Ce matin, France-Info me réveille en annonçant que les « évadés de Moulins » ont été arrêtés dans le Val-de-Marne, à côté de Nogent-sur-Marne, près de Paris… Mais pas à Paris, bourgeois et bobos parisiens, dormez tranquilles même rétrospectivement ;-) Et cela me renvoie directement à l’article que le Figaro publiait lundi dernier. Le Figaro nous apprenait que la Préfecture de police de Paris bossait depuis un an sur un logiciel pour identifier « le lieu de résidence des voyous qui écument la capitale ». Et Christophe Cornevin, l’auteur de l’article auquel il aurait été dommage de ne pas décerner un mur de çon de Paris est sa banlieue* continue en expliquant que « l’enjeu est de taille pour cette ville mastodonte (sic) théâtre de quelque 236 527 crimes et délits l’année dernière. », et de préciser que ce « travail de bénédictin » permet de dire de façon statistique que « le franchissement du périphérique est devenu un sport habituel pour les malfaiteurs venus de banlieue ou de province. ». Bref, tout ça pour dire que « seules 47% des personnes mises en cause dans les vingt arrondissements sont originaires de la capitale » et que « Paris importe donc plus de la moitié de ses délinquants. » Après le slogan “vivre et travailler au pays”, l’ineffable Christophe Cornevin, va-t-il lancer un “vivre et braquer au pays” ? A moins qu’il ne regrette dans un style “c’était mieux avant” lorsqu’il écrit « les métamorphoses de l’agglomération francilienne, qui compte désormais dix millions d’habitants, ont inversé la donne : la délinquance parisienne intra-muros représentait 1,5 fois celle de la banlieue en 1972. Elle ne cumule plus à présent que 25% des délits régionaux depuis que les bassins de délinquance ont germé dans le terreau des cités “sensibles” ! »
Etrange analyse, car dans son décompte, le rapport précise que 20% proviennent de proche banlieue, 10% de la grande couronne et le reste soit 22,5% « sont composés d’individus débarquant de province, de l’étranger ou sans domicile connu. » Et finalement, on pourrait aussi bien écrire que la plus grande partie de la délinquance à Paris intra-muros provient des 20 arrondissement avec 47% pour 2 millions d’habitants, alors que la banlieue n’arrive qu’en seconde position avec seulement 30% pour 8 millions d’habitants, et que par le nombre, la proximité géographique et la facilité des déplacements on pourrait s’attendre au contraire…

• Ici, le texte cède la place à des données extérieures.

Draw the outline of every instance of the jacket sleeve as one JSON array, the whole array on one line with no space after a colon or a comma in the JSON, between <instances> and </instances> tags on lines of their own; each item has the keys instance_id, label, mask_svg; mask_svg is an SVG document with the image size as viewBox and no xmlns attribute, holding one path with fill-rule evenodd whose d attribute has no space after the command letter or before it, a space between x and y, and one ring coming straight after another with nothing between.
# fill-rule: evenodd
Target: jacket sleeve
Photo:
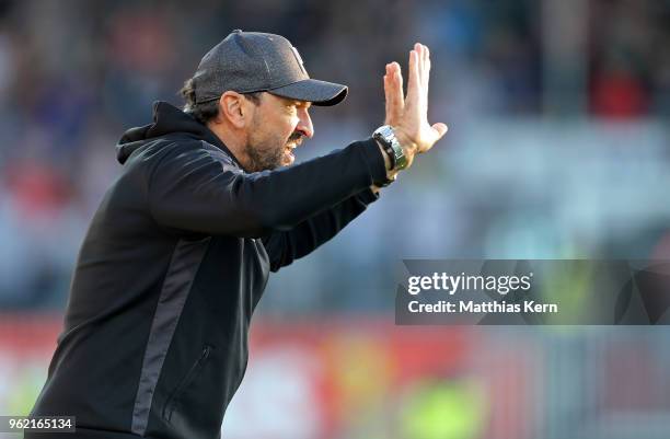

Etrange et surtout mauvaise analyse, symbole du NIMBY (not in my backyard, pas derrière chez moi), cultivé par certains avec étroitesse d’esprit et égoïsme, qui aimeraient ignorer les autres, ceux de l’autre côté du périphérique, incapables de reconnaître la réalité métropolitaine et ses conséquences aujourd’hui. La Ville est une, de part et d’autre du périphérique. Ce qui n’échappe pourtant pas à la Ministre de l’intérieur, Michèle Alliot-Marie qui demande une « pratique de la coordination qui soit systématique, quotidienne, permanente et renforcée », et qu’est mis en place un plan régional anti braquage.
Alors on peut se demander pourquoi le Figaro, sous la plume de Christophe Cornevin juge utile un pareil article qui ne fait que stigmatiser une partie de la ville contre l’autre, le Paris intra-muros, sans doute peuplé d’anges, et le Paris extra-muros peuplé de démons… Et il serait certainement plus intelligent et même urgent de se demander pourquoi la violence dans le 15ème, le 13ème, le 19ème et le 20ème la délinquance est à plus de 60% et même 74% pour le 20ème le fait de « locaux ». On peut aussi se demander parmi les causes de cette violence pourquoi il y a des guerres de territoires, pour défendre les trafics de drogue notamment, et se poser la question de la consommation de la drogue y compris dans Paris intra-muros, plutôt que de dresser d’autres frontières mentales, alors qu’elles sont déjà suffisamment fortes, rappelons-nous un article du Monde qui voyait dans le 19ème arrondissement “une banlieue intra-muros” !
à suivre…
Jean-Paul Chapon
* Merci au commentateur qui a suggéré cette attribution ;-)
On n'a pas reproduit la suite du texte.